Canadian dairy giant Saputo has again expanded its UK presence through M&A with a deal for cheese maker Wensleydale Dairy Products.
The transaction price has been set at GBP23m (US$31.8m) and builds on Saputo’s acquisition in May of dairy-free cheese manufacturer Bute Island Foods, located on the Isle of Bute off the coast of Scotland.
In 2019, Toronto-listed Saputo also purchased the UK-based cheese and butter maker Dairy Crest, the owner of the Cathedral City and Davidstow brands.
Wensleydale Dairy Products produces a variety of cheese, including the Yorkshire Wensleydale brand, using milk sourced from local farms. It operates two plants in North Yorkshire employing around 210 people.
The most recent set of financial results that are publicly available for Wensleydale Dairy Products were published last month and cover the year to 31 March 2020. Turnover during that year reached GBP34.8m, up from GBP31.9m a year earlier.
However, the company made an operating loss of GBP1.2m, compared to an operating profit of GBP338,719 the year before. Wensleydale Dairy Products’ management pointed to higher depreciation and pension expenses. The firm made a loss for the year of GBP1.3m, against a profit of GBP35,904 a year earlier.

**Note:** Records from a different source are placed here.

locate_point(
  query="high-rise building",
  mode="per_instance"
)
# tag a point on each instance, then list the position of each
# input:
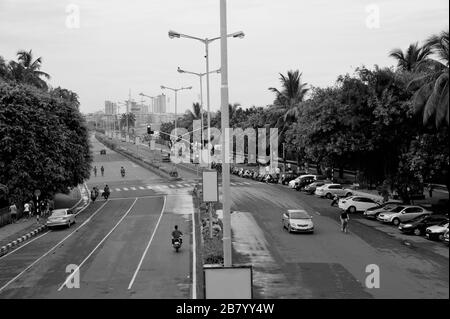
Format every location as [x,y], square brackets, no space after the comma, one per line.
[110,108]
[160,104]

The Canadian dairy firm’s chairman and CEO Lino Saputo said in a statement today (5 July): “Wensleydale Dairy Products is home to an immense amount of passion, care, and tradition. Not only is it a well-established British business with high-quality products and award-winning cheeses, but our corporate cultures are well-aligned, and I’m delighted to welcome the entire team into the Saputo family.”

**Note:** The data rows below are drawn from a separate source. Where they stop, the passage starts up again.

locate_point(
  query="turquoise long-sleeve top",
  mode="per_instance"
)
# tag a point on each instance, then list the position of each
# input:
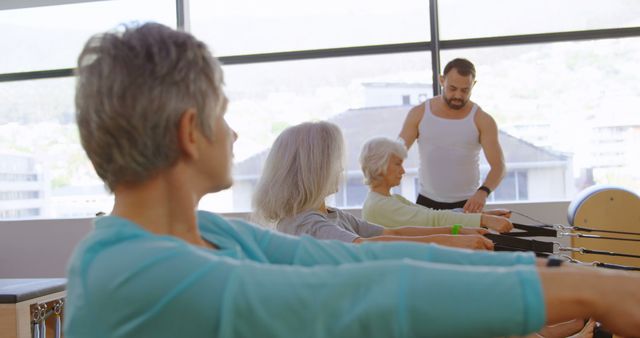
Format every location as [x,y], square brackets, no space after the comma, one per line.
[124,281]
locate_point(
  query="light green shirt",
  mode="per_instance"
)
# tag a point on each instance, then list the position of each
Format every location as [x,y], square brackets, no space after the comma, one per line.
[124,281]
[394,211]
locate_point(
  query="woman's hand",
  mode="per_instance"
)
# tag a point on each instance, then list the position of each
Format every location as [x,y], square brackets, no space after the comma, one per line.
[473,231]
[474,242]
[497,223]
[498,212]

Saputo said it is paying cash for the business on a debt-free basis and expects the deal to close later in July subject to regulatory approvals. Wensleydale will become part of the Montreal-based company’s UK dairy division.

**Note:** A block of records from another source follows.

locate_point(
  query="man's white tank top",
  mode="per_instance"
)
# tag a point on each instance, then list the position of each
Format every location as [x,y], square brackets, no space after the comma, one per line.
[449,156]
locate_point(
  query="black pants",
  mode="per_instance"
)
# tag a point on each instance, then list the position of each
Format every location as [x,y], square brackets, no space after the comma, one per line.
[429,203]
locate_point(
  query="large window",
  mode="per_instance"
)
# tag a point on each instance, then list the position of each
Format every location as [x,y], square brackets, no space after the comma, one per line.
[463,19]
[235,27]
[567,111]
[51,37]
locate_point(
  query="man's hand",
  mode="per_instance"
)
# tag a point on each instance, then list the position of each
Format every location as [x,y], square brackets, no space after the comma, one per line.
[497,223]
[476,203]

Wensleydale added: “The shareholders and directors of Wensleydale Dairy Products are delighted to be able to announce this sale. Following the creation of the business in 1992 we are immensely proud of the journey over the last 29 years and would like to express our gratitude to all of the staff, many of whom have been with us throughout its existence. We are now equally proud to be handing over the reins to Saputo, and are confident that they will continue to build upon the legacy built by our sadly departed former MD, David Hartley.”
Mr Saputo unveiled a new four-year strategic plan in June and reiterated his intentions to expand through M&A with an investment guideline of CAD2.5bn (US$2.02bn) to CAD3bn. At the time, the CEO noted between two and four deals were in the pipeline as part of Saputo’s plan to realise an organic growth rate of high single-digits in adjusted EBITDA, with an end goal to reach CAD2.13bn by the end of fiscal 2025, excluding M&A.
In the financial year ended on 31 March, that profit metric rose 0.2% to CAD1.47bn.
Saputo generated revenues in those 12 months of CAD14.29bn, a decrease of 4.3%. The UK has evolved into a key market in Europe for Saputo following the 2019 deal for Dairy Crest. The Canadian dairy major generated revenues in the UK in the most recent fiscal year of CAD816m, compared to CAD6.1bn in the US and CAD4.13bn in Canada.
Outside of Europe and North America, Saputo also does business in Australia and Argentina, which contributed CAD3.22bn to group revenues.
New Zealand and the wider Oceania region could be potential M&A targets after the Saputo CEO indicated the possibility of entering those markets in June.